When I finally confronted him, he denied it at first, then admitted to one "experiment", then, when I bluffed him, admitted to 6 times with a prostitute. I actually think this has been going on for years (now some jigsaw pieces have fallen into place). I just don't know what to do. I blame myself, then get angry at myself for blaming myself. My head is just a mess. Why did this happen? He says he can't answer that - he just fancied a change. I get so, so angry. He said he wouldn't do it again. I suspect he probably is. Why don't I leave? I've lost so much already, my self-esteem, my confidence, my personality...I just haven't got the strength to loose my home and my life as well.
How could I explain this to anyone. I often think if I did, people would judge me and think that I must be frigid, that I must be a nag, I must be a rotten wife. I just can't handle any more hurt. I just want to know why a man would do this? He doesn't even have the sorry excuse that some guys use that their wife had got fat, or let herself go, or wansn't "putting it out" in the bedroom. He had none of these excuses, so why? I get so angry at his double standards. If I had ever had an affair or even a one night stand, I'm certain he'd have thrown me out. I am also angry at his double standards. It's ok for men, but not ok for women. How would all these guys drooling over internet porn feel if their wives were drooling over better endowed guys with perfect six packs every time they were out? Or their wives said they wouldn't have sex unless they were watching their favourite, well endowed guy getting it off.

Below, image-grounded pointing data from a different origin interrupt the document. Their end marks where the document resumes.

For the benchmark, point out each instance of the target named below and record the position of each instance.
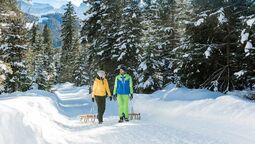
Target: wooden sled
(88, 118)
(134, 116)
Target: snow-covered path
(169, 116)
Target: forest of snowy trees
(193, 43)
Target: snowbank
(173, 115)
(171, 92)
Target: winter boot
(121, 120)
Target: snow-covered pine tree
(246, 75)
(213, 54)
(49, 64)
(81, 68)
(14, 47)
(69, 36)
(89, 34)
(128, 43)
(168, 39)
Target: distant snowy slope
(36, 9)
(198, 117)
(39, 9)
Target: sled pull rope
(132, 106)
(92, 110)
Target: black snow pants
(100, 107)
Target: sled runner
(89, 117)
(133, 115)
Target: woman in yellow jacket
(100, 88)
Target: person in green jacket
(123, 91)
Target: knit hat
(123, 68)
(101, 73)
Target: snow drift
(171, 116)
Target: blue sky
(58, 3)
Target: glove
(131, 96)
(115, 97)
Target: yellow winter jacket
(100, 87)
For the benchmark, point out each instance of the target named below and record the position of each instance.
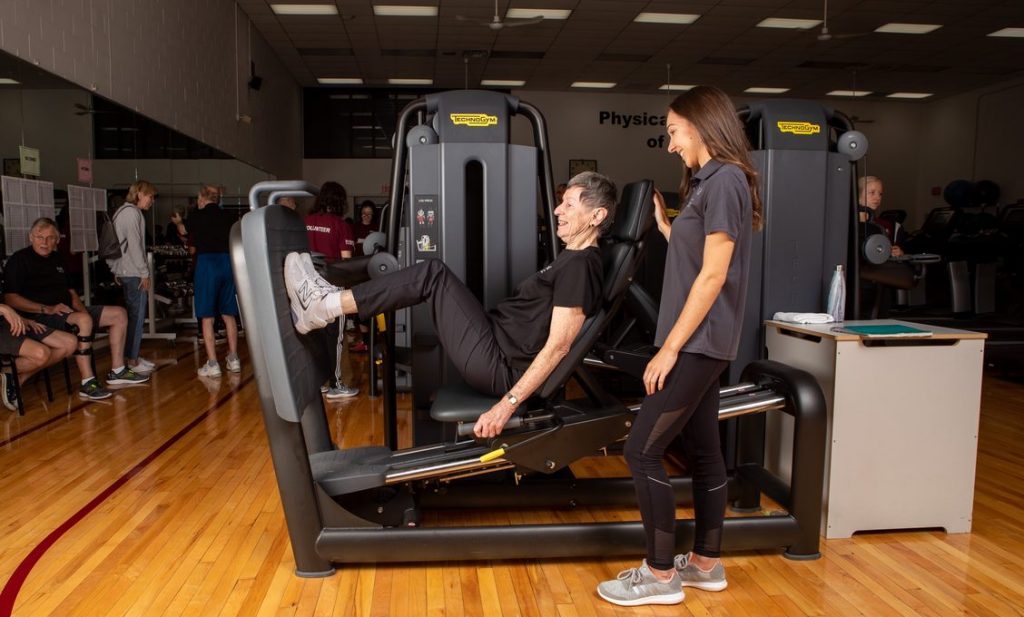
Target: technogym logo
(474, 120)
(799, 128)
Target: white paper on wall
(82, 216)
(24, 202)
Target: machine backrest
(621, 253)
(289, 366)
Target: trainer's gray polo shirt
(719, 201)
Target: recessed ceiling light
(410, 82)
(339, 81)
(547, 13)
(508, 83)
(1008, 32)
(909, 95)
(790, 24)
(305, 9)
(849, 93)
(760, 90)
(666, 17)
(907, 28)
(399, 10)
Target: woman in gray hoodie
(132, 270)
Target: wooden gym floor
(162, 501)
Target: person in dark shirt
(33, 346)
(869, 190)
(37, 285)
(209, 230)
(698, 325)
(366, 225)
(510, 351)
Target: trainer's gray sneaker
(695, 577)
(340, 390)
(638, 586)
(308, 295)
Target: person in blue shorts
(209, 229)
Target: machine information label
(799, 128)
(425, 224)
(473, 120)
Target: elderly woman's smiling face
(576, 219)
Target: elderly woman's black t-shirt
(522, 321)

So I would worry about porn addiction - it just grows and grows until they need a bigger thrill. I never gave much thought to porn or prositutes before, but now I worry a lot about it. Most of these girls are either drugged or co-erced, or both. 90% of hookers are drug addicts (and, yes, I have done my research). My husband desribed them as "business women". I can't believe a respected and loved man could risk everything, not just loosing his wife of 28 years, but his whole life could have been ruined if he had been caught. He would have destroyed his daughter, and also, I suspect, our older son would have disowned him. So why do men do it? Are men so stupid that they really believe porn stars and hookers do it because they enjoy it? Are they so shallow, that they expect their wife or partner to look like an air-brushed barbie doll? Don't they see that "using" these women is actually "abusing"?
Three new porn cd's arrived this morning. My daughter (nosey, as most teenagers are), could have opened the package. How can I "put it behind me", when it's still being shoved in my face? I'm not a prude and I never have been, but I just can't stomach porn anymore. It's unrealistic and damaging.
Sometimes I feel like I have a bullet lodged deep inside my soul. Should I just leave it there and risk it rotting or try to get it out, risking further damage?
Thankyou to anyone who reads this for "listening". If you are with a partner who's "too into" porn, I would be very seriously concerned. I don't know if it always leads to something more, but I'm beginning to believe usually does.
If anyone can shed some light on why my husband did this, why he risked so much for so little, please can you help me?